Electric Touch was an American rock band, consisting of Shane Lawlor on lead vocals/guitar/piano, Louis Messina Jr. on drums, Christopher Leigh on lead guitar/vocals, Portland Musser on bass, and Isaac Strycker on keys/vocals.

They performed with popular acts Heart, Weezer, Evanescence, Foo Fighters, The Cars, Rival Sons, Hot Chelle Rae, The Bravery, Peelander-Z, Paramore, The Airborne Toxic Event, Bon Jovi, and Our Lady Peace, among others.

==History==
The band was composed of four Americans and one British singer, Lawlor, who came from Nottingham Country, Texas and met up with Leigh and his twin Messina Jr, both natives of Houston. The three recorded a demo, soon signed to the Houston indie label Justice Records and their self-titled album was released on August 31, 2008. The band later released the single "Sounds From the Underground", debuting at #1 on FMQB's Commercial Specialty SubModern Chart.
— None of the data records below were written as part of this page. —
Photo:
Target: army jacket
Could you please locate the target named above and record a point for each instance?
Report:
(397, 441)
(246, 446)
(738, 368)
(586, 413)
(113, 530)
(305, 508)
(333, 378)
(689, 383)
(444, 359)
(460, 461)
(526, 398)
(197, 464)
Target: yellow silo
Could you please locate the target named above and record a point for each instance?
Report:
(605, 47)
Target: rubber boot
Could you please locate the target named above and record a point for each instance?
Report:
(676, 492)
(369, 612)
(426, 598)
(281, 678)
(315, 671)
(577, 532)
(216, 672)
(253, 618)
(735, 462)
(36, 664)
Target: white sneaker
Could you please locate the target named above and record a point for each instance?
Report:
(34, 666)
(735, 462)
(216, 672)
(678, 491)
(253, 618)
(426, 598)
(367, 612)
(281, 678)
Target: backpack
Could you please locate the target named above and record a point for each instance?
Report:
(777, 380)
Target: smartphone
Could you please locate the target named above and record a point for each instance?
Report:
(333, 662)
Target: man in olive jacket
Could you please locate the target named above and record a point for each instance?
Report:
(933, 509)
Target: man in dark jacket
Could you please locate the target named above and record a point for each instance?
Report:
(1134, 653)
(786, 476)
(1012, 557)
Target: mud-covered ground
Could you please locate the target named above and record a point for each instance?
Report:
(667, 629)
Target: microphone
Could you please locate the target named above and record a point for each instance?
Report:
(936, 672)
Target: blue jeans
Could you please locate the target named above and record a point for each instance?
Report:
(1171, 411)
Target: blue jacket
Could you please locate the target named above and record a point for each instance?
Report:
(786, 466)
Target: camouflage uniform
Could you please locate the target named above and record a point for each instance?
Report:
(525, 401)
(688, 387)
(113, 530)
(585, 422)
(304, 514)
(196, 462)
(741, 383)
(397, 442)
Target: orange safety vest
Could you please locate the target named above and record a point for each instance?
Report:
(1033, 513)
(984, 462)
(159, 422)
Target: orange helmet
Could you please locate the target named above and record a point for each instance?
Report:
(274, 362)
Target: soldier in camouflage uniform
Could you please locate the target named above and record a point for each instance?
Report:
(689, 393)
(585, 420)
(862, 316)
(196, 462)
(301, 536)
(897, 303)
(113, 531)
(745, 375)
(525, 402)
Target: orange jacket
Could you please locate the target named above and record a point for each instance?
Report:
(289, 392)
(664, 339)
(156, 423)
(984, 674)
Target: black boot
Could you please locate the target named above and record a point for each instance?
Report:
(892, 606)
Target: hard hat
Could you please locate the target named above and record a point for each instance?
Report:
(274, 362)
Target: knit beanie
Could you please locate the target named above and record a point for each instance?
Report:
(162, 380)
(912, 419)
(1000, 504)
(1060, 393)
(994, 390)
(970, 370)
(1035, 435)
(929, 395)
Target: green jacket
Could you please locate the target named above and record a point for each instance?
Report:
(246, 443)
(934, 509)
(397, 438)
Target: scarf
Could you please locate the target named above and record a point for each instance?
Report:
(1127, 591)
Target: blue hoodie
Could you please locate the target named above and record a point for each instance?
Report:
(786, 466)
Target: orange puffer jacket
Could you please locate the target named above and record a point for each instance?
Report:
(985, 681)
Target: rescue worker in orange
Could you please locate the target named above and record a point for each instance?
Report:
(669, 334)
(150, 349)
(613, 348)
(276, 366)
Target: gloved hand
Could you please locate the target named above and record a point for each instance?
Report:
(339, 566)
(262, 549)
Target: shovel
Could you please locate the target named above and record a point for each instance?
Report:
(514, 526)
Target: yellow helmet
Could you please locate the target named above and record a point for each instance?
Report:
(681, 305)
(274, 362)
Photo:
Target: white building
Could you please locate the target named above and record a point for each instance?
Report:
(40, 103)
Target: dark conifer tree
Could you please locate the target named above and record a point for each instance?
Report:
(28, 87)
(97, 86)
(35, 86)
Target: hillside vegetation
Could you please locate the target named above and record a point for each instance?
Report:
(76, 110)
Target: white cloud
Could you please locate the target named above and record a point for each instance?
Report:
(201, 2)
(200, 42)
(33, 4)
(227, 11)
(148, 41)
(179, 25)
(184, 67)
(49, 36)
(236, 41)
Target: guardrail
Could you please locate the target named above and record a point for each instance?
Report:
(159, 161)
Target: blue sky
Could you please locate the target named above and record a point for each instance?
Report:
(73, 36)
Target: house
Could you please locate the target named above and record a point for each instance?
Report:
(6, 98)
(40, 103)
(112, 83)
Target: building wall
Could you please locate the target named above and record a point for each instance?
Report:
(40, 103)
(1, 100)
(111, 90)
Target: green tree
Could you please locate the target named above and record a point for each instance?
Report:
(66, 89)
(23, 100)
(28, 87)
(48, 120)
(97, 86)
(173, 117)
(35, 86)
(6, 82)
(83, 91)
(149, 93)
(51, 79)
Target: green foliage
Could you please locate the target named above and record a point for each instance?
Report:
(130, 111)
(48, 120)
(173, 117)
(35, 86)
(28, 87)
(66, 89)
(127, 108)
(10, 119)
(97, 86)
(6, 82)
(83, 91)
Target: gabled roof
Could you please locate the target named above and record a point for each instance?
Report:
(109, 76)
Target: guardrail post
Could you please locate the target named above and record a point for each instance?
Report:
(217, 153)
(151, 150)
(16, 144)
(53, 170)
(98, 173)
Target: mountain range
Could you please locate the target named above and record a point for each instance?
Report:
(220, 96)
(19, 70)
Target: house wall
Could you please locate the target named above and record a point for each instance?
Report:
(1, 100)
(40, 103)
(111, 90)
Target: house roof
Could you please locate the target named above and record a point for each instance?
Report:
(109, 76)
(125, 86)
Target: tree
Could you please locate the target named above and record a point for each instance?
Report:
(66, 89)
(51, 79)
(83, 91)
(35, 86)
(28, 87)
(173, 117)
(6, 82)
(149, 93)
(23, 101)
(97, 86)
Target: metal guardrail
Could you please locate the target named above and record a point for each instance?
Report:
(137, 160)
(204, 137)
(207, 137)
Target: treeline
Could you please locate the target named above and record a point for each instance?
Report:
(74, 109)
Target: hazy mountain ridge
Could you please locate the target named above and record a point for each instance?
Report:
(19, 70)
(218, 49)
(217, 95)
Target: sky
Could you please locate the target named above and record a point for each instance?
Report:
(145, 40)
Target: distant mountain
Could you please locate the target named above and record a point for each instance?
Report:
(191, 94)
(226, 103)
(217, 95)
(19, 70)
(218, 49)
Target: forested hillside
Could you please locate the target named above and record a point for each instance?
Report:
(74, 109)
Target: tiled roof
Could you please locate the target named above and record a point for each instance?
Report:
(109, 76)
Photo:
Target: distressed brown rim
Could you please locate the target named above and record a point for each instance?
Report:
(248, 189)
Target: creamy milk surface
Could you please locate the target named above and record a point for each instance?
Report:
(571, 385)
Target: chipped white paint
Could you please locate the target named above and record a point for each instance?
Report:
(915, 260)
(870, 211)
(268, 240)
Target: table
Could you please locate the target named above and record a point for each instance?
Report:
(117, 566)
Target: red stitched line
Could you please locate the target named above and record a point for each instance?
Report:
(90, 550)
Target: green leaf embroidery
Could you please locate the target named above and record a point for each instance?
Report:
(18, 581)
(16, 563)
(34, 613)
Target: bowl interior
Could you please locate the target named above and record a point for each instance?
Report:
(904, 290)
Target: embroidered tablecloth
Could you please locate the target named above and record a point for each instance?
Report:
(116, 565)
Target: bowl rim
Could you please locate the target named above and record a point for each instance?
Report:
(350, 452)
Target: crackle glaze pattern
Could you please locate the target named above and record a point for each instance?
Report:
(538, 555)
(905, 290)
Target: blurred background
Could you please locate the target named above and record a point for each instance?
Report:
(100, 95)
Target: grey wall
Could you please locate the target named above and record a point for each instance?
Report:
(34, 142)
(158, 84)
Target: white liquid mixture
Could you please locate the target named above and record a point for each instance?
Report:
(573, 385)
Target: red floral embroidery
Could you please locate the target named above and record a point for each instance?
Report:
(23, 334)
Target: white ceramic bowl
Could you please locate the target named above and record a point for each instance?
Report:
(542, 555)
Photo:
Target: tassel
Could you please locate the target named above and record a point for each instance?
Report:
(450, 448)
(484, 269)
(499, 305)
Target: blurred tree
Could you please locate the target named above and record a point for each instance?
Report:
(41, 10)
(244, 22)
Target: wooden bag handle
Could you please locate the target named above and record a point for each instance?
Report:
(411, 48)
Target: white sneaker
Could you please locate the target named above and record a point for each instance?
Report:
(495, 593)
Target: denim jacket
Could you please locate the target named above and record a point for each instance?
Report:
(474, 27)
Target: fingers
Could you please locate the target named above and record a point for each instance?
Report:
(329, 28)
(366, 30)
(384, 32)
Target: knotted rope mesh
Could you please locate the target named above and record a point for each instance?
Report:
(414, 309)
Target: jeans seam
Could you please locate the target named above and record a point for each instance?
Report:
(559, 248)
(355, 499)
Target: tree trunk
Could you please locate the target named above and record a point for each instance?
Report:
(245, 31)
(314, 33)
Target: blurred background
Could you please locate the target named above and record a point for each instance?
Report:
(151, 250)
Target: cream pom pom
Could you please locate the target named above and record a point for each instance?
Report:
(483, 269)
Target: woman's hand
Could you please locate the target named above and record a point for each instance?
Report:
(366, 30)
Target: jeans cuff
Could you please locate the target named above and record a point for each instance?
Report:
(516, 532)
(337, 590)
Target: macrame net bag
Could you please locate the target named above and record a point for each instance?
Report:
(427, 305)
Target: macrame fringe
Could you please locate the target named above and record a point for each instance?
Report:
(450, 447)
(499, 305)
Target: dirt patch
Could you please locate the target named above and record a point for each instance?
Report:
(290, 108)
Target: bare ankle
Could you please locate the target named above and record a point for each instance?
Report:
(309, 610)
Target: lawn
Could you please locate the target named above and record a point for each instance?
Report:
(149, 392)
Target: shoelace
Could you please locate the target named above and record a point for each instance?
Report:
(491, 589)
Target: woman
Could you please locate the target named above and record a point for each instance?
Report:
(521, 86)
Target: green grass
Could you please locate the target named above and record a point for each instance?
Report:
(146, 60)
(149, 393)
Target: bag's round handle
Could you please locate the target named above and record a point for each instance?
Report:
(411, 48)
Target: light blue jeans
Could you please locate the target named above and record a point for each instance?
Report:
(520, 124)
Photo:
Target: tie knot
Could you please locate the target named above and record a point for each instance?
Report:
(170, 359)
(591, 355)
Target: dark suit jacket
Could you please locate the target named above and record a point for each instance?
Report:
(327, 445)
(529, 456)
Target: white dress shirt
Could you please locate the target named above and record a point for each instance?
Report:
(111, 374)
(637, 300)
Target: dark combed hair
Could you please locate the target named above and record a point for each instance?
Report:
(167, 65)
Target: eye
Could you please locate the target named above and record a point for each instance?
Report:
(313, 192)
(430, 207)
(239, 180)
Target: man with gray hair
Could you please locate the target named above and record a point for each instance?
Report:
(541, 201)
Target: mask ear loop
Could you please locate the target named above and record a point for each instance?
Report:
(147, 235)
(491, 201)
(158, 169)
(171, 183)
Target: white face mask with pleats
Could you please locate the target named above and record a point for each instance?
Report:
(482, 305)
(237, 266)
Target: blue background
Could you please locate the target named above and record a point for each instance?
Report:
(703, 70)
In 2009, Electric Touch signed with Island Records and went to New York to write their second studio album, which was recorded in Los Angeles with Howard Benson.

In 2009, they performed at Coachella, Lollapalooza (20th Anniversary), Austin City Limits Festival, SXSW, Buzzfest, Edgefest and Vans Warped Tour, and performed as opening act for Evanescence, Unwritten Law and Heart at ACL Live at the Moody Theater and on The Beautiful Freaks Tour with Hot Chelle Rae. Their performances at Coachella and Lollapalooza garnered a recommendation from The Wall Street Journal music critic Jim Fusilli

Their second album, Never Look Back, was released on March 20, 2012, on Island Records. It was recorded by Howard Benson and mixed by Chris Lord-Alge and Mike Plotnikoff.